Their presence, of course, means live football will, as ever, be omnipotent in this country. There will be 154 live Premier League games shown in this country next season, earning the league more than £1bn in itself.
It will, though, lead for calls for more money to filter its way down the game.
At the moment, around 16% of what the Premier League earns works its way down, though only 4% finds its way beyond the Football League.
Some MPs, prompted by organisations such as the Football Foundation, have proposed that a minimum of 7.5% of the Premier League’s revenue should be diverted towards grass roots football.
The fear is that the benefits of the new TV deals will not be felt by those in most desperate need. Premier League wages topped £1.5bn in 2011/12, which was more than the £1.2bn earned through global television rights. The average revenue to wages ratio in the Premier League is 70%.
Calls for clubs to use their extra revenue to subsidise ticket prices appear to have fallen on deaf ears, whilst supporters continue to suffer through prohibitive kick-off times as the Premier League, unsurprisingly, seeks to satisfy its broadcast partners.
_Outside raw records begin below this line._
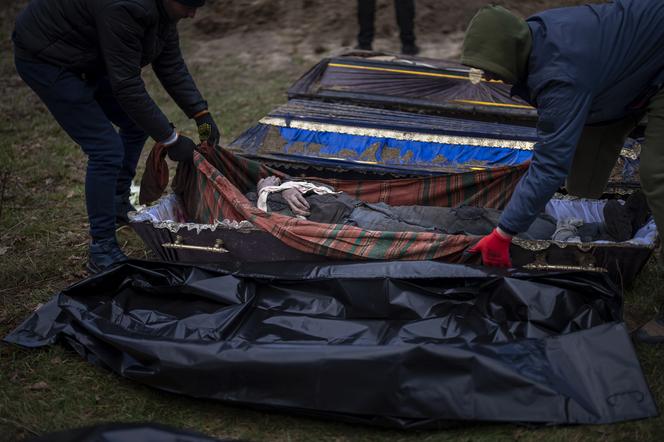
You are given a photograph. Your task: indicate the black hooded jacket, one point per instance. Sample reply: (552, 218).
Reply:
(114, 37)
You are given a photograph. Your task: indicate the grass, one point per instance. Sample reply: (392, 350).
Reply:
(43, 243)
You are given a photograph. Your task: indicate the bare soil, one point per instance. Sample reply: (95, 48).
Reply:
(269, 33)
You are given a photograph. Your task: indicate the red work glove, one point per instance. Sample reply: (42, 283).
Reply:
(495, 248)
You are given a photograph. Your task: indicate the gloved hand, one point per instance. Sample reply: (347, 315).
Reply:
(296, 201)
(495, 249)
(182, 149)
(207, 128)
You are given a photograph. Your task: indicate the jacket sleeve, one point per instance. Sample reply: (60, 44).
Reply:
(120, 37)
(173, 74)
(563, 108)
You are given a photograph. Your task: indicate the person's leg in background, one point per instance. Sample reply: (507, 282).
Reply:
(405, 12)
(133, 139)
(71, 101)
(651, 169)
(366, 14)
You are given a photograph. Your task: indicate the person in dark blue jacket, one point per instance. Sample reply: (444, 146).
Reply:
(83, 58)
(592, 72)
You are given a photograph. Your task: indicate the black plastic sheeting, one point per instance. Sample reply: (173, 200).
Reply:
(119, 432)
(401, 344)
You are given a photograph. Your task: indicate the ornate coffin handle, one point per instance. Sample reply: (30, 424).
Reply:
(586, 261)
(179, 244)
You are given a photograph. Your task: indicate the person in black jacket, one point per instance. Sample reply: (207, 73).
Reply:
(83, 58)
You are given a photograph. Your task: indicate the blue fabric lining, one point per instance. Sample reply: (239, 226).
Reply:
(410, 153)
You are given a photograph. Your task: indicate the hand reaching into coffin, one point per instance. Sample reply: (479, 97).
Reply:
(267, 181)
(296, 201)
(495, 249)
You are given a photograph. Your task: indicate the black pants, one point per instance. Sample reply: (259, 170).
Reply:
(366, 12)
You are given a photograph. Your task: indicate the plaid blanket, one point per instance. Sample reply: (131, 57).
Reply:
(213, 188)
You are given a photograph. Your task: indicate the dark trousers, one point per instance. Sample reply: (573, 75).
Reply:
(87, 111)
(366, 13)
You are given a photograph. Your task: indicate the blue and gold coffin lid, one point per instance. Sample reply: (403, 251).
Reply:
(362, 138)
(406, 83)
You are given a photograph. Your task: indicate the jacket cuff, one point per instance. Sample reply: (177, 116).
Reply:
(171, 139)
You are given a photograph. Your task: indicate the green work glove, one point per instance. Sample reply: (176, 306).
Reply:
(207, 128)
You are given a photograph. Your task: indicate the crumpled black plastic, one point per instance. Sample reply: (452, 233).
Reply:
(403, 344)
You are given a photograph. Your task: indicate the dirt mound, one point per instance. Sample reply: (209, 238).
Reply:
(324, 17)
(271, 33)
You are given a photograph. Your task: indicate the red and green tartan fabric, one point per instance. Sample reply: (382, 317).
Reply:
(213, 189)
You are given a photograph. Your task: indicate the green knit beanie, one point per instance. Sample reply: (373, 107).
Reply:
(497, 41)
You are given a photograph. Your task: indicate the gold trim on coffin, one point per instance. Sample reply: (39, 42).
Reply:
(397, 135)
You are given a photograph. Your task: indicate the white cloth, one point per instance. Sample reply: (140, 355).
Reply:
(302, 186)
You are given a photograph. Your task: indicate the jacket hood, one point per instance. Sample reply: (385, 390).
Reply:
(499, 42)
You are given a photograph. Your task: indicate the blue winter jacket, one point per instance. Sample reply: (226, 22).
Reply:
(588, 64)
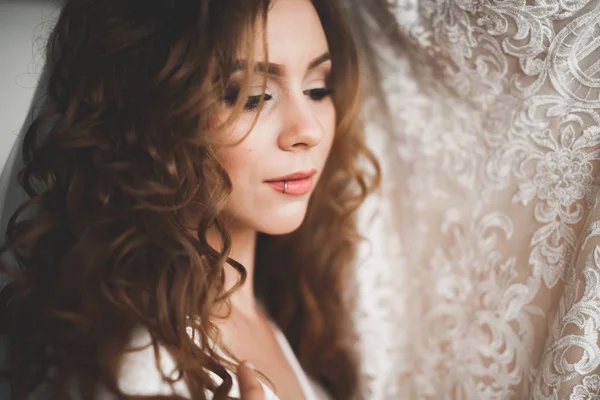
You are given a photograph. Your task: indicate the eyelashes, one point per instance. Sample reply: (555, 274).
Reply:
(253, 102)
Tthere are also fears that both Sky and BT may be forced to increase their own subscription charges, in order to cover spiralling costs.
Football is big business. We know that. Judging by the latest figures, and the competitive nature of the TV rights market, it is likely to get bigger still in the next few years.
Why Premier League TV cash is an American dreamThe value of overseas television rights to the Premier League was confirmed when US broadcaster NBC agreed a three-year, $250m (£163.9m) deal to provide “total live coverage” of the league from next season.
NBC beat off competition from both ESPN and FOX for the contract, which dwarfs the previous deal, held with ESPN and worth around $80m (£52.5m).
They will broadcast every live game from the league as of next season, having enjoyed considerable success with its coverage of Major League Soccer in the last 12 months.
NBC’s English-language networks will televise six live games a week. One or two of the company’s other cable channels will be used along with NBC Sports Network, said Group chairman Mark Lazarus, whilst other games will be streamed live online.
Overseas and internet TV rights brought in around £1.4bn to the Premier League over the past three years, with that figure set to rise again during the next three.
At present, this income is distributed evenly between the 20 clubs – something Liverpool MD Ian Ayre, among others, has protested about in the past – while income from domestic rights is allocated according to a sliding scale, based on league position and the number of appearances on TV.